Hay dos tipos de motoristas, los que se han caído y los que se caerán. Lo mismo pasa con las ciudades, aunque la cuestión es siempre levantarse. Todo lo malo se pega. La velocidad también. Hasta la primavera se quiere ir antes de tiempo, derrapando, dejando libre la trazada a un verano que se acerca con los neumáticos de seco. Parece que la velocidad es la razón por la que nuestra tierra se transforma durante un fin de semana, con sus cosas positivas, pero dejándonos la cocina ruedas arriba. Una velocidad que, en el sentido más condescendiente, lleva años apoderándose de todo lo que no debería haberse apoderado, de lo que nos hace mejores y más felices. Mucho ruido, mucha prisa, mucha velocidad, y pocas palabras. Demasiado trajín gratuito grapado en cartones de Amazon, recorriendo las aceras, esas mismas en las que sigue habiendo abuelas pelando chícharos. Menos mal.

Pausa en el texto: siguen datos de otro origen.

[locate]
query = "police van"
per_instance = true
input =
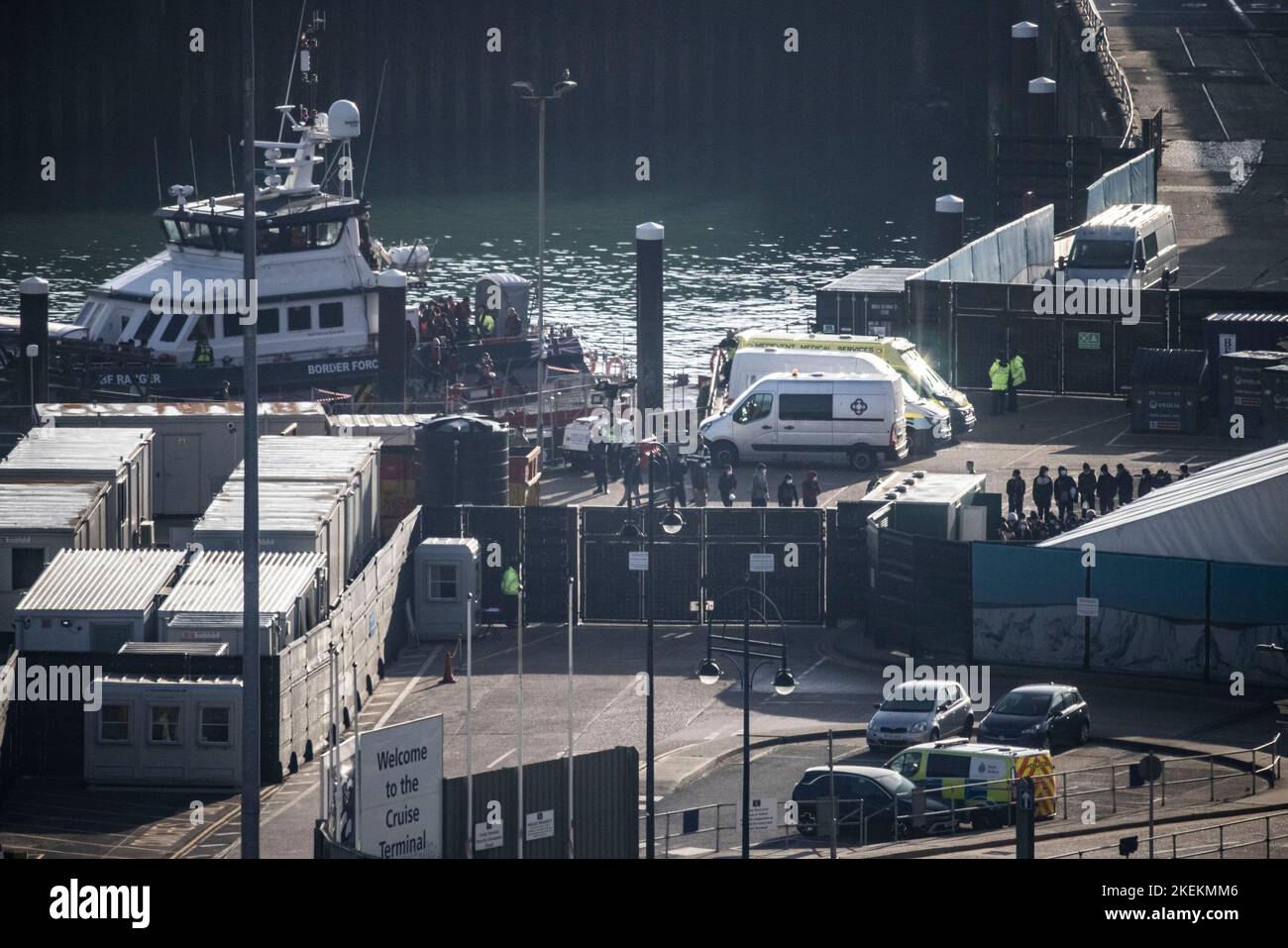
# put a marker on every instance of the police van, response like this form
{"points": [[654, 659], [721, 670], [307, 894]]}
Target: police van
{"points": [[979, 779], [1126, 241], [806, 417]]}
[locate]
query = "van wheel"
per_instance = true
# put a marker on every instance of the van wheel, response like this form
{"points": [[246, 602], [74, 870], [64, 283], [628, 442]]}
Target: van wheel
{"points": [[863, 460], [724, 453]]}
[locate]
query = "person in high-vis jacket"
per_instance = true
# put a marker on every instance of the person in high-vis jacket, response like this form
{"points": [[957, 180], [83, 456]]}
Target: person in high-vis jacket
{"points": [[1000, 380], [1018, 377]]}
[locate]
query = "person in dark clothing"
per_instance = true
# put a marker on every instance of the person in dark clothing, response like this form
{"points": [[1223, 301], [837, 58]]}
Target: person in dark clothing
{"points": [[1087, 485], [1125, 484], [599, 466], [810, 489], [728, 483], [698, 479], [1042, 488], [1016, 489], [1065, 493], [787, 494], [1107, 485]]}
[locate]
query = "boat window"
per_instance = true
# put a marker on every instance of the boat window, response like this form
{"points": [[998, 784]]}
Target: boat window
{"points": [[174, 327], [331, 316], [1098, 256], [200, 327], [327, 232], [232, 325], [147, 327]]}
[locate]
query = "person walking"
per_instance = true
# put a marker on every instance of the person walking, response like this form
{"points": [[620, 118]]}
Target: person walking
{"points": [[1125, 484], [726, 484], [698, 480], [760, 487], [1107, 485], [1065, 493], [1146, 483], [787, 494], [1000, 380], [1018, 377], [810, 489], [1087, 485], [1016, 489]]}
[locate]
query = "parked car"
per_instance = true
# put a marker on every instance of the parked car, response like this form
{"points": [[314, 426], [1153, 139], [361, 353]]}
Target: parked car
{"points": [[866, 794], [1038, 716], [918, 711], [977, 781]]}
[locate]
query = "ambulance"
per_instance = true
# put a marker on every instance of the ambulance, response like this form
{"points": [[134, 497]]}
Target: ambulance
{"points": [[980, 779], [900, 353]]}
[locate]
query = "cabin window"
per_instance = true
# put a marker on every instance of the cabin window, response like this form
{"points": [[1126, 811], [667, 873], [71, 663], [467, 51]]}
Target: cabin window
{"points": [[174, 327], [163, 724], [442, 581], [29, 563], [331, 316], [114, 724], [327, 232], [232, 325], [215, 725]]}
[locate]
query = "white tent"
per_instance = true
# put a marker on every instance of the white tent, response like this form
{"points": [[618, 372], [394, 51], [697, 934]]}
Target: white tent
{"points": [[1234, 511]]}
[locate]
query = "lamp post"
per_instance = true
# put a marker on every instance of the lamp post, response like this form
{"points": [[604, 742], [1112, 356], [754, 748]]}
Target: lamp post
{"points": [[671, 523], [528, 93], [785, 683]]}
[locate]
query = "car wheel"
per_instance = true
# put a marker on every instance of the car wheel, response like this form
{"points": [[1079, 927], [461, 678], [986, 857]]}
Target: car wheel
{"points": [[863, 460], [724, 453]]}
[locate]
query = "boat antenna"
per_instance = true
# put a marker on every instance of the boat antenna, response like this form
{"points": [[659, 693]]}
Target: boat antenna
{"points": [[192, 158], [156, 162], [372, 141], [290, 72]]}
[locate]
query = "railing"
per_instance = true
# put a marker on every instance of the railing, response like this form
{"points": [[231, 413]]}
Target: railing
{"points": [[1115, 72], [1244, 832]]}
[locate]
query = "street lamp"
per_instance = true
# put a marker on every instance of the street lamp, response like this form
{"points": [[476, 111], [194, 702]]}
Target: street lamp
{"points": [[785, 683], [671, 524], [528, 93]]}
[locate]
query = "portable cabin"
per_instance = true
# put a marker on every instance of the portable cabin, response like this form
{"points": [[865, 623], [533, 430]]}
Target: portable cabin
{"points": [[38, 519], [165, 730], [292, 518], [121, 458], [206, 603], [197, 446], [349, 463], [95, 600], [397, 436]]}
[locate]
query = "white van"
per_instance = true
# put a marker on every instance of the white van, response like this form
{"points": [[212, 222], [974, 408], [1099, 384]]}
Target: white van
{"points": [[793, 416], [930, 425], [1126, 241]]}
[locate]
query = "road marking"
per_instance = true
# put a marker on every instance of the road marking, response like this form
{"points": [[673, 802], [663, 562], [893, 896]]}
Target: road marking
{"points": [[408, 686]]}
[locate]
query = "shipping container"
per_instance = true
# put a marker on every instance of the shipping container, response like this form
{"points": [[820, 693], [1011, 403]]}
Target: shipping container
{"points": [[1168, 388], [38, 519], [206, 603], [1240, 389], [294, 517], [196, 447], [123, 458], [95, 600]]}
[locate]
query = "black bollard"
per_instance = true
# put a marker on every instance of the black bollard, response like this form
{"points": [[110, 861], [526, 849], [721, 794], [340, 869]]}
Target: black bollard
{"points": [[648, 314]]}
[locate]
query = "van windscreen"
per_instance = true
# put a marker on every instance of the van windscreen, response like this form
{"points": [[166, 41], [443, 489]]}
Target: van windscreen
{"points": [[1100, 256]]}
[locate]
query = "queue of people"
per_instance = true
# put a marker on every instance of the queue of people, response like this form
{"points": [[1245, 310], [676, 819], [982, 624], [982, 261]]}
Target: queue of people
{"points": [[1077, 498]]}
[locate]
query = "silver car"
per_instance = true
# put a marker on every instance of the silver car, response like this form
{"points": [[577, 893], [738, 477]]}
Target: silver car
{"points": [[919, 711]]}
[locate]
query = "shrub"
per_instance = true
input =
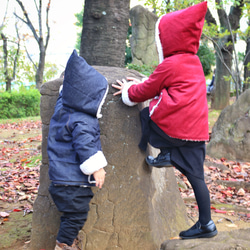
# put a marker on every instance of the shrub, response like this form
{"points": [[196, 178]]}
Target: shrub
{"points": [[18, 104]]}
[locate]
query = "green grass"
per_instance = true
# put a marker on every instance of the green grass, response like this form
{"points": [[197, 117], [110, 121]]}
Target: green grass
{"points": [[33, 161], [13, 120], [212, 117]]}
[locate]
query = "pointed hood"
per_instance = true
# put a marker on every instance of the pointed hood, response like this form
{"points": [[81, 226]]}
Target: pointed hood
{"points": [[180, 31], [84, 88]]}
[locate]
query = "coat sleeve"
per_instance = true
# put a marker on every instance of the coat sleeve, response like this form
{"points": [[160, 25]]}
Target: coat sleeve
{"points": [[87, 144], [148, 89]]}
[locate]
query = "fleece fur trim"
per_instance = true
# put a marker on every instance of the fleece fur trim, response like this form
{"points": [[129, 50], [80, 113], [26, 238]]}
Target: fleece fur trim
{"points": [[94, 163], [158, 41], [125, 95]]}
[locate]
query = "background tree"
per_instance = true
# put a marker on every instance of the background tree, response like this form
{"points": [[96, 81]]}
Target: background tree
{"points": [[104, 32], [225, 49], [10, 60], [38, 35], [246, 84]]}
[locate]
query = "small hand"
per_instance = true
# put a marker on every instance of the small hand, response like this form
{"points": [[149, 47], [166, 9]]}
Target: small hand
{"points": [[135, 80], [99, 177], [120, 86]]}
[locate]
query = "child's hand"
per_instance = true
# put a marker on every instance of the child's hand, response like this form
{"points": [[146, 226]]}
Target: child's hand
{"points": [[99, 177], [120, 86]]}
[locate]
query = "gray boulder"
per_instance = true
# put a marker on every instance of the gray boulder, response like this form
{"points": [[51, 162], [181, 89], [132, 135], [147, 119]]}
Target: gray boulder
{"points": [[138, 207], [231, 133]]}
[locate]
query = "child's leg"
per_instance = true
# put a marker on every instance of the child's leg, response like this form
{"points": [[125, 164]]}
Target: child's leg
{"points": [[202, 198], [204, 227], [73, 202], [71, 224]]}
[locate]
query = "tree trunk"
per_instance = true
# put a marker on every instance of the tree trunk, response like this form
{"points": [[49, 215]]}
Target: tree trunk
{"points": [[104, 32], [246, 84], [41, 64], [6, 74], [221, 94]]}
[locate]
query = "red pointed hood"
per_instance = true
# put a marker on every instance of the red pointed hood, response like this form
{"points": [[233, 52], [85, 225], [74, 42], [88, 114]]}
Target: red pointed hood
{"points": [[180, 31]]}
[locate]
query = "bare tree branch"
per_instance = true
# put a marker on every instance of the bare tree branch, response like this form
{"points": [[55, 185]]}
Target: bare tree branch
{"points": [[27, 21]]}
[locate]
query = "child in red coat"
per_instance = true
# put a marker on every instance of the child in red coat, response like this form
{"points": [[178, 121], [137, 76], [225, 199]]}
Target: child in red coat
{"points": [[176, 120]]}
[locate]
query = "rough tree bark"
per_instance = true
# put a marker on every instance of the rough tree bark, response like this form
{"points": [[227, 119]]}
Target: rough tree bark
{"points": [[104, 32], [221, 94], [246, 63]]}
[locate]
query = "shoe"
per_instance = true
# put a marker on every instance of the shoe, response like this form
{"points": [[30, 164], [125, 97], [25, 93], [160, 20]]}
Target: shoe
{"points": [[200, 231], [162, 160], [63, 246]]}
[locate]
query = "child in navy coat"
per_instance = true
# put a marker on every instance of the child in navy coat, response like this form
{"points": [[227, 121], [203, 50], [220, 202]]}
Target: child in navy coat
{"points": [[76, 160]]}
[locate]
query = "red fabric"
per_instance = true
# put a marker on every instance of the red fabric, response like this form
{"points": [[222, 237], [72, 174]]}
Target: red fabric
{"points": [[177, 86]]}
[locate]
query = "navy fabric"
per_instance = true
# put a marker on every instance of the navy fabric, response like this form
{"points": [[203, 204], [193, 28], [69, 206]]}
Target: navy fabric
{"points": [[74, 133], [73, 202], [186, 156]]}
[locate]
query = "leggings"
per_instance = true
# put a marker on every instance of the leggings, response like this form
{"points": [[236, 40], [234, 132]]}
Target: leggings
{"points": [[202, 198]]}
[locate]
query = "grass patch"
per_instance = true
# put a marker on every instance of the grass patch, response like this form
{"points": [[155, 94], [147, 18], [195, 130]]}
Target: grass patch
{"points": [[17, 228], [16, 120], [212, 117], [34, 161]]}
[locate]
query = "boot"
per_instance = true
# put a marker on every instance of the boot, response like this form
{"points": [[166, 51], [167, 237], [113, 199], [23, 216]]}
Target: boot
{"points": [[63, 246], [162, 160]]}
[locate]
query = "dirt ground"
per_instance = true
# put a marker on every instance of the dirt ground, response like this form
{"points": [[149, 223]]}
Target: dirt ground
{"points": [[15, 230]]}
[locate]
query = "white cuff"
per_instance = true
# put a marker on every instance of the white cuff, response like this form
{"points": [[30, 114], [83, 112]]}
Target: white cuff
{"points": [[125, 97], [94, 163]]}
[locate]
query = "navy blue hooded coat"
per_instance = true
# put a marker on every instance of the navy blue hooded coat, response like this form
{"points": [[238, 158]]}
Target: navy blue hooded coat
{"points": [[74, 147]]}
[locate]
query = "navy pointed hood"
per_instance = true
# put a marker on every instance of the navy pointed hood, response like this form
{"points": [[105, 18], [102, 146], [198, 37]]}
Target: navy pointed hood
{"points": [[84, 88]]}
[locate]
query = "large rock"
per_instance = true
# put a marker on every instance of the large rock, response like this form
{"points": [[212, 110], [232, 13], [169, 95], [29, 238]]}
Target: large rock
{"points": [[138, 207], [231, 133], [142, 41]]}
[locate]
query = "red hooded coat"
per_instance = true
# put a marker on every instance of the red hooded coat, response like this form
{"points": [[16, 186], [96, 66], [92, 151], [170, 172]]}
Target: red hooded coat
{"points": [[177, 86]]}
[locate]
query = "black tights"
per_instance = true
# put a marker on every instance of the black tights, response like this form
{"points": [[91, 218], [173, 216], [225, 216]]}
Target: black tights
{"points": [[202, 198]]}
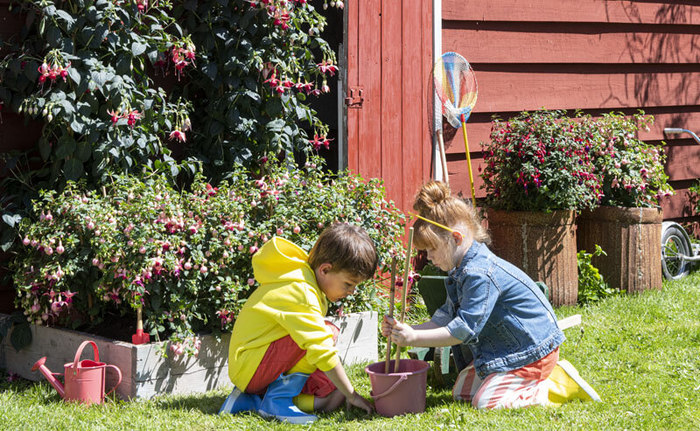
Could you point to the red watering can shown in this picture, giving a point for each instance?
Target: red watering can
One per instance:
(84, 380)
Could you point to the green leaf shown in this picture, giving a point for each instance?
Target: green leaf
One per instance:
(74, 75)
(66, 147)
(8, 238)
(215, 128)
(138, 48)
(73, 169)
(76, 125)
(21, 336)
(210, 69)
(44, 149)
(84, 151)
(11, 219)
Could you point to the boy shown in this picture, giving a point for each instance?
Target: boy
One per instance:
(282, 357)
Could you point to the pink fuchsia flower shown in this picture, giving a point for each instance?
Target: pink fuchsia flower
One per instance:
(327, 67)
(178, 135)
(114, 116)
(211, 191)
(132, 117)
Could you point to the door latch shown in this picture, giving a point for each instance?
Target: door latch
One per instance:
(355, 98)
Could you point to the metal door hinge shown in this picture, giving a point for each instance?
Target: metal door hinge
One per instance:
(355, 98)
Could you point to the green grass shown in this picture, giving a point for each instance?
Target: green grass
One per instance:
(641, 353)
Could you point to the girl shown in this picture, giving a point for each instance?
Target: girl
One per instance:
(494, 313)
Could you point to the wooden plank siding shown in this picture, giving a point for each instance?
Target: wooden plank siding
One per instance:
(596, 55)
(390, 59)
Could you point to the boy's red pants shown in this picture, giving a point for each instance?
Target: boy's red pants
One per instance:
(279, 358)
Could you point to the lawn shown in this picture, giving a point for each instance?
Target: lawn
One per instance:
(641, 353)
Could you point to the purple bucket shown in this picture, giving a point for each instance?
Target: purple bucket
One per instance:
(399, 393)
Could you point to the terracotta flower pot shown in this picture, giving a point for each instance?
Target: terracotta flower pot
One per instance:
(631, 237)
(541, 244)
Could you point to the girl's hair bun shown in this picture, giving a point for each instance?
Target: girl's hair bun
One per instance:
(430, 196)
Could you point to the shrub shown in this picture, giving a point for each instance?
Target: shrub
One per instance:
(538, 161)
(631, 170)
(184, 256)
(123, 85)
(591, 285)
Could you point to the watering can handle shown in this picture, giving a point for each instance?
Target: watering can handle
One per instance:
(76, 363)
(391, 389)
(119, 373)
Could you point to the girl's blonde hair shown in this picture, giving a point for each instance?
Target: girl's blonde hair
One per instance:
(435, 202)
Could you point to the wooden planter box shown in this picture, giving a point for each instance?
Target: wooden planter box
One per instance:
(631, 237)
(541, 244)
(146, 373)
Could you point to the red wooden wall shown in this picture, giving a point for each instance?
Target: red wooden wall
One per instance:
(389, 46)
(595, 55)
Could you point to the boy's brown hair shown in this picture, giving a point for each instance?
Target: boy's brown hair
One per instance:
(348, 248)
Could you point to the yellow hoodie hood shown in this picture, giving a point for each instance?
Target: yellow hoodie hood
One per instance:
(281, 261)
(287, 302)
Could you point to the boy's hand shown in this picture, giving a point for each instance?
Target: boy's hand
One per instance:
(387, 325)
(359, 401)
(402, 334)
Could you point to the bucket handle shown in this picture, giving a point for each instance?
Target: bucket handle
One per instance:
(391, 389)
(119, 373)
(96, 353)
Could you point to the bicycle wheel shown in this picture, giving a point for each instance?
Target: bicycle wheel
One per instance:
(674, 244)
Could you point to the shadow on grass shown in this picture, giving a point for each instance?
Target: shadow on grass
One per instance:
(14, 383)
(207, 403)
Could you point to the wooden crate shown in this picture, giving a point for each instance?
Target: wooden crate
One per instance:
(146, 373)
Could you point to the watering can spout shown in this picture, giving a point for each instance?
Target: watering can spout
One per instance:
(39, 365)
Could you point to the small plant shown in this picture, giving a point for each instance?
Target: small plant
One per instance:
(184, 256)
(631, 170)
(538, 161)
(591, 285)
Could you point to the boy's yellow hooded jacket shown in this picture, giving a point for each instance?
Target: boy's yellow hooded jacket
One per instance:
(287, 302)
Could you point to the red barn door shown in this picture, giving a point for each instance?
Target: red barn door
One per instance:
(389, 57)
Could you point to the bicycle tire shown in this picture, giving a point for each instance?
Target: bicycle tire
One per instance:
(674, 243)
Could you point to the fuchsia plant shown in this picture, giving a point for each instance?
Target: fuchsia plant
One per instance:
(184, 256)
(631, 170)
(539, 161)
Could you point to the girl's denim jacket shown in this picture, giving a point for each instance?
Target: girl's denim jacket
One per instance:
(499, 312)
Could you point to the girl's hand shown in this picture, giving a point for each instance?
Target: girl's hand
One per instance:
(358, 401)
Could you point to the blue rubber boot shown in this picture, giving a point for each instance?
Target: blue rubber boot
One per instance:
(277, 402)
(239, 401)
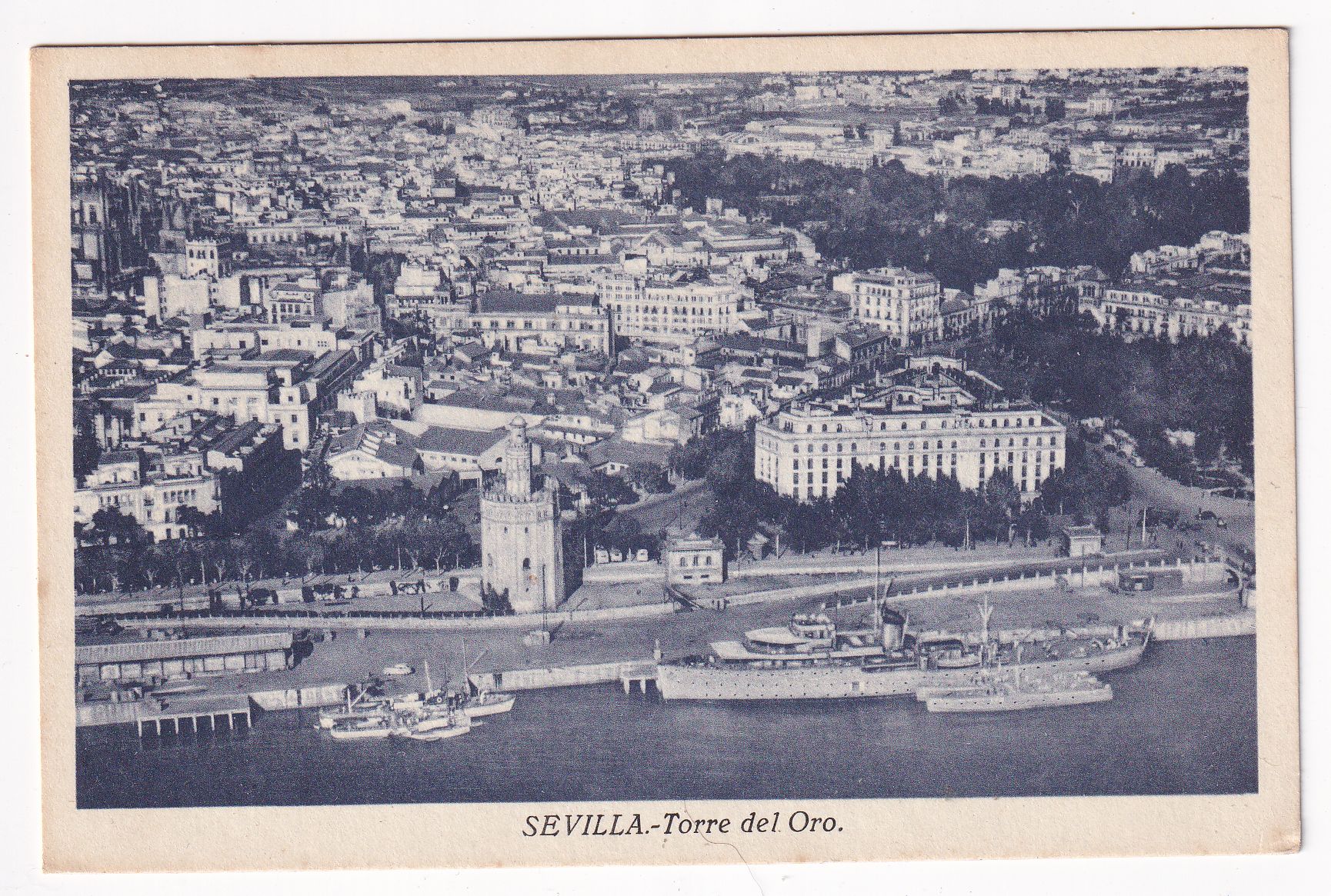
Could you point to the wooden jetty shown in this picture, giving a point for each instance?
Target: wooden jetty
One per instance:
(202, 714)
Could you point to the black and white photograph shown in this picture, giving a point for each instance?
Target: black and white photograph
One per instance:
(793, 435)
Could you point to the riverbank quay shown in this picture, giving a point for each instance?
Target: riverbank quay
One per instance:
(586, 648)
(459, 588)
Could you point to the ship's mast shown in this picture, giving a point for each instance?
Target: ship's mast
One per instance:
(986, 613)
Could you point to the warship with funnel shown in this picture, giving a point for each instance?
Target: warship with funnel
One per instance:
(812, 658)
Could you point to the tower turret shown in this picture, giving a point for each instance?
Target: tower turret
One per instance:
(517, 460)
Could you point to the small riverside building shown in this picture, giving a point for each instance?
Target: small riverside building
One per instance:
(1082, 541)
(188, 657)
(694, 561)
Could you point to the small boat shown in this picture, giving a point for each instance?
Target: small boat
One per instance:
(437, 732)
(178, 690)
(488, 703)
(433, 724)
(370, 728)
(996, 694)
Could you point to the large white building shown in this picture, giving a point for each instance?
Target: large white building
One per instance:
(671, 311)
(507, 320)
(896, 300)
(926, 422)
(1170, 309)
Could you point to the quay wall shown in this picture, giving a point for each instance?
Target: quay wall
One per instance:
(127, 712)
(1232, 626)
(530, 679)
(1064, 573)
(404, 622)
(297, 697)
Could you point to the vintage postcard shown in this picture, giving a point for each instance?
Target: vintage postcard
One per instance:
(645, 451)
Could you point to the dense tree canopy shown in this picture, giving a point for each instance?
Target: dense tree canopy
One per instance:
(889, 216)
(1146, 386)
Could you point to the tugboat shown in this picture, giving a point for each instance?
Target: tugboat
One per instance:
(1019, 691)
(812, 659)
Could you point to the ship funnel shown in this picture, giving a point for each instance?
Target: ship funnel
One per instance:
(893, 630)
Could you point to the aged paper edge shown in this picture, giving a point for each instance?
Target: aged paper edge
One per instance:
(489, 835)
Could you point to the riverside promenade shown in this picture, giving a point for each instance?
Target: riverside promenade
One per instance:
(605, 645)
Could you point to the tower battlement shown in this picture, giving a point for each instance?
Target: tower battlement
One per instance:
(521, 539)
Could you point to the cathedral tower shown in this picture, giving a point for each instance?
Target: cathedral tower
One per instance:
(521, 541)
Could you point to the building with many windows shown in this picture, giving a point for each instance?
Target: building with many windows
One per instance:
(1173, 308)
(507, 318)
(928, 418)
(671, 309)
(899, 301)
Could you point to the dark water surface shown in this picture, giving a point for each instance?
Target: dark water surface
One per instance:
(1181, 722)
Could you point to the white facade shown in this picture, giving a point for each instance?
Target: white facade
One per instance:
(670, 311)
(896, 300)
(807, 451)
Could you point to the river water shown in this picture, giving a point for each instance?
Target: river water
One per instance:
(1181, 722)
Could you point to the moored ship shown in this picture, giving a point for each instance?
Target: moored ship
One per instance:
(1019, 691)
(812, 658)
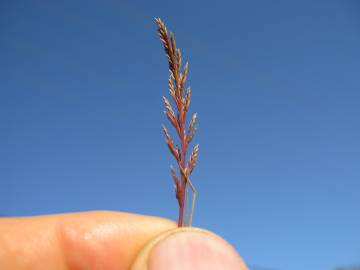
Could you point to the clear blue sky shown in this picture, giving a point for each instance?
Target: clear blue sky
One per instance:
(276, 88)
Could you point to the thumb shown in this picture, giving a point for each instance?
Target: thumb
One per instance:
(188, 249)
(88, 240)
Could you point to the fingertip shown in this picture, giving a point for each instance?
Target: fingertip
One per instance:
(190, 249)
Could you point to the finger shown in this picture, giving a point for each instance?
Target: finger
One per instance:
(188, 248)
(91, 240)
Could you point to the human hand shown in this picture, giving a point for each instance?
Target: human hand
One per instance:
(110, 240)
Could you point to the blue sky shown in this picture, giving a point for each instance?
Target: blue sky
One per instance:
(276, 88)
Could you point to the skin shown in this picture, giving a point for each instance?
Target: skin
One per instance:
(90, 240)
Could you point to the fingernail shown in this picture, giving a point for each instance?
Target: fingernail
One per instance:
(191, 249)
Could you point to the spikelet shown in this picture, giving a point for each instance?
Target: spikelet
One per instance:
(177, 117)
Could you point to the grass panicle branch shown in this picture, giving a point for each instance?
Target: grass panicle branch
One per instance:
(177, 118)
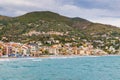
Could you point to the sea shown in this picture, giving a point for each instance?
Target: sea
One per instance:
(61, 68)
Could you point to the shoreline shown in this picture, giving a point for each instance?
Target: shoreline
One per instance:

La velocidad de las grandes capitales siempre fue de las grandes capitales. Allá ellos. Parece que nos queremos contagiar de la época del "aquí y ahora", del "usar y tirar" y del "fulanito ha iniciado un video en directo". Y no, aquí deberíamos estar todos más que vacunados. Hasta resulta grotesco que nos hayan convencido de los beneficios de lo instantáneo. El ADN de Jerez siempre fueron las charlas, las personas y el regocijo de disfrutar con los más auténticos placeres. La calma para hacer las cosas bien, y la tranquilidad de que se hicieron. Y sí, los bares llenos, los hoteles hasta arriba, el ruido, la fiesta y el turismo seguro que permiten a mucha gente dormir tranquila durante una temporada. Todos nos alegramos, qué menos. Lo que sí estaría de más es que tanta velocidad nos siga condicionando después de este fin de semana, porque en ese momento, llegaría nuestro final con su bandera a cuadros.